34. The device of claim 33, wherein said first glass frit has pore size that is larger than the pore size of said second frit and wherein said first glass frit is disposed closer to said pipet inlet than said second glass frit.

35. The device of claim 34, wherein said first glass fit has a pore size of about 40 micron to about 60 micron and said second glass frit has a pore size of about 10 micron to about 15 micron.

36. The device of claim 26, wherein said first glass frit and said second glass frit have a pore size between about 2 microns and about 220 microns.

37. A method for purifying nucleic acids from a sample, comprising:

passing a sample through the device according to claim 26;

washing said device with a washing buffer; and

eluting nucleic acids from said device with an elution buffer.

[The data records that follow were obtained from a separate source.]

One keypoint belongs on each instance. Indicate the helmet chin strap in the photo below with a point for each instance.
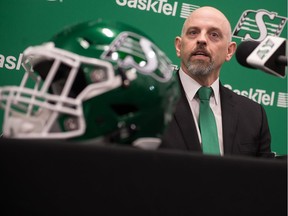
(125, 79)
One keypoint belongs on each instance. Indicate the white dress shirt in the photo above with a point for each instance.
(191, 87)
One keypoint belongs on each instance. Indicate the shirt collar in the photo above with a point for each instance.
(191, 86)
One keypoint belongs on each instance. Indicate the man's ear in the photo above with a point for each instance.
(231, 50)
(177, 44)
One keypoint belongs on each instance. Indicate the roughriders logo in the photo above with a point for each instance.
(256, 25)
(153, 61)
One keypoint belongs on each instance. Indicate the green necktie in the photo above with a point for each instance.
(207, 123)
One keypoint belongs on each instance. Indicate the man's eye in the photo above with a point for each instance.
(214, 34)
(192, 32)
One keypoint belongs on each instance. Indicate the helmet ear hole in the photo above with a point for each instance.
(124, 109)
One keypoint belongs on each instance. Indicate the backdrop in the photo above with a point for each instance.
(30, 22)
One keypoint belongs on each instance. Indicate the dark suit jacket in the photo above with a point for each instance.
(244, 122)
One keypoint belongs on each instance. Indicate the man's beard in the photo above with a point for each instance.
(200, 67)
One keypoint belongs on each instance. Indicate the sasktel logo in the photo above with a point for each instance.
(263, 97)
(11, 62)
(258, 24)
(158, 6)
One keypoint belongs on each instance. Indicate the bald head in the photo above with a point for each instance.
(208, 14)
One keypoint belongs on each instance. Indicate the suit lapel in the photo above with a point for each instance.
(229, 119)
(187, 126)
(185, 121)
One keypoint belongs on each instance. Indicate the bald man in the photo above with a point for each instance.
(242, 126)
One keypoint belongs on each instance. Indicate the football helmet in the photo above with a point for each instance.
(92, 81)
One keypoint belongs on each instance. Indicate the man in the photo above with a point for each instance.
(242, 127)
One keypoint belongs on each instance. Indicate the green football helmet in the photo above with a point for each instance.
(93, 81)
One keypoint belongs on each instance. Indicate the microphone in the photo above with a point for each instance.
(268, 55)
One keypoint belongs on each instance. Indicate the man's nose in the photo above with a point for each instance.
(201, 40)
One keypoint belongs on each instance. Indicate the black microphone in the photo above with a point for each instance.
(268, 55)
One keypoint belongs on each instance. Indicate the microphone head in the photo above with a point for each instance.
(243, 50)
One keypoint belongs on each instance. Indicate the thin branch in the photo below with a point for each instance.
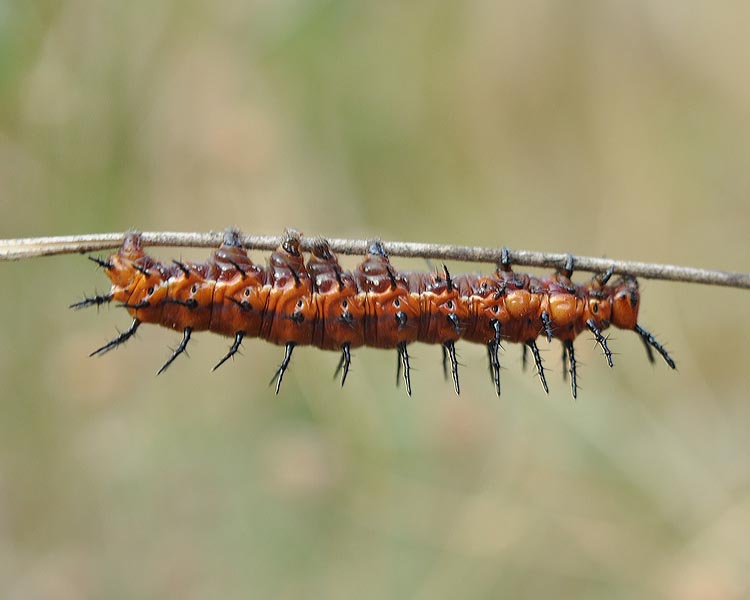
(31, 247)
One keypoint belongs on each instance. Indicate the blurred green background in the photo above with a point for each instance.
(598, 128)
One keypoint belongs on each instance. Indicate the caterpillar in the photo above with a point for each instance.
(292, 302)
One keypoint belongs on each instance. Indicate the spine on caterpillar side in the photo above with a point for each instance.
(292, 303)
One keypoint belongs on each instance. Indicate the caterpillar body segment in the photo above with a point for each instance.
(294, 302)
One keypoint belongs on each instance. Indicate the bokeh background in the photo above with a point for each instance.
(598, 128)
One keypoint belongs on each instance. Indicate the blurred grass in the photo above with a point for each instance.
(593, 128)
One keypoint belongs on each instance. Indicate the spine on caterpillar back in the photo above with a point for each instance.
(291, 303)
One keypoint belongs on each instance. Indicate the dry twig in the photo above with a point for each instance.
(31, 247)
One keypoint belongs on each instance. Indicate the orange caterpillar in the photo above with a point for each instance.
(292, 303)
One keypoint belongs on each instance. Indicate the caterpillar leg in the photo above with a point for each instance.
(650, 340)
(450, 346)
(279, 375)
(344, 362)
(445, 363)
(238, 337)
(403, 360)
(186, 333)
(547, 322)
(601, 340)
(492, 349)
(91, 301)
(120, 339)
(538, 361)
(569, 353)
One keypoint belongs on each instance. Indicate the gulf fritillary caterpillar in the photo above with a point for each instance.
(292, 303)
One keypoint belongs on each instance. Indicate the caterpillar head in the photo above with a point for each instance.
(122, 269)
(625, 303)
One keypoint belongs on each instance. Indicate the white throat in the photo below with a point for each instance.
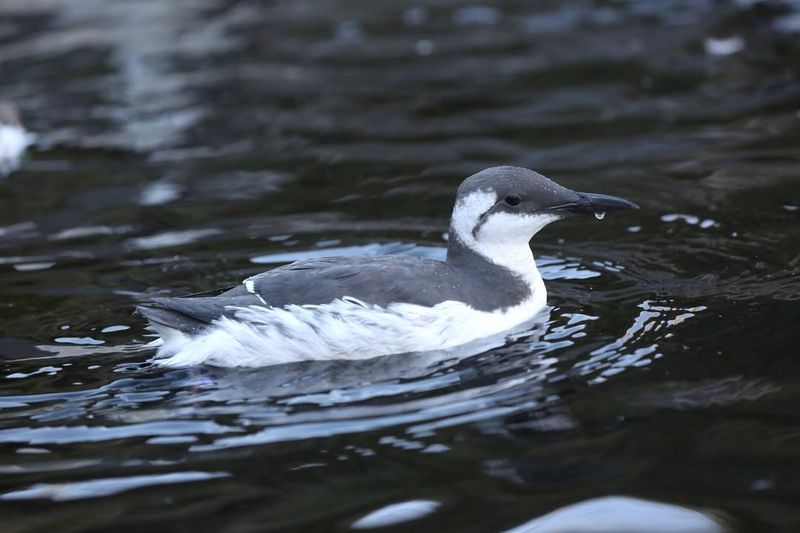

38. The method of claim 37, wherein said first glass frit and said second glass frit have different porosity.

39. The method of claim 37, wherein said first glass fit has a pore size of about 40 micron to about 60 micron and said second glass frit has a pore size of about 10 micron to about 15 micron.

40. The method of claim 37, wherein each of said first glass fit and said second glass frit has a thickness of 1-20 mm.

41. The device of claim 37, wherein said device is in the form of a pipet tip.

42. The method of claim 37, wherein said device is in the form of a pipet tip having a pipet tip inlet for withdrawing a sample into said pipet tip.

43. The device of claim 42, wherein said first glass frit has pore size that is larger than the pore size of said second frit and wherein said first glass frit is disposed closer to said pipet inlet than said second glass frit.

44. A method for purifying microbial DNA from a human sample, comprising:

(a) passing said sample through a first glass frit having a pore size of about 40 micron to about 60 micron to deplete human genomic DNA from said sample;

(b) passing a flow-through from step (a) through a second glass frit having a pore size of about 10 micron to about 15 micron;

(c) eluting microbial DNA from said second glass fit,

wherein said first glass frit and second glass fit are rigid, self-supporting frits and are not modified with a material with nucleic acid affinity.

45. The method of claim 44, wherein said human sample is a blood sample.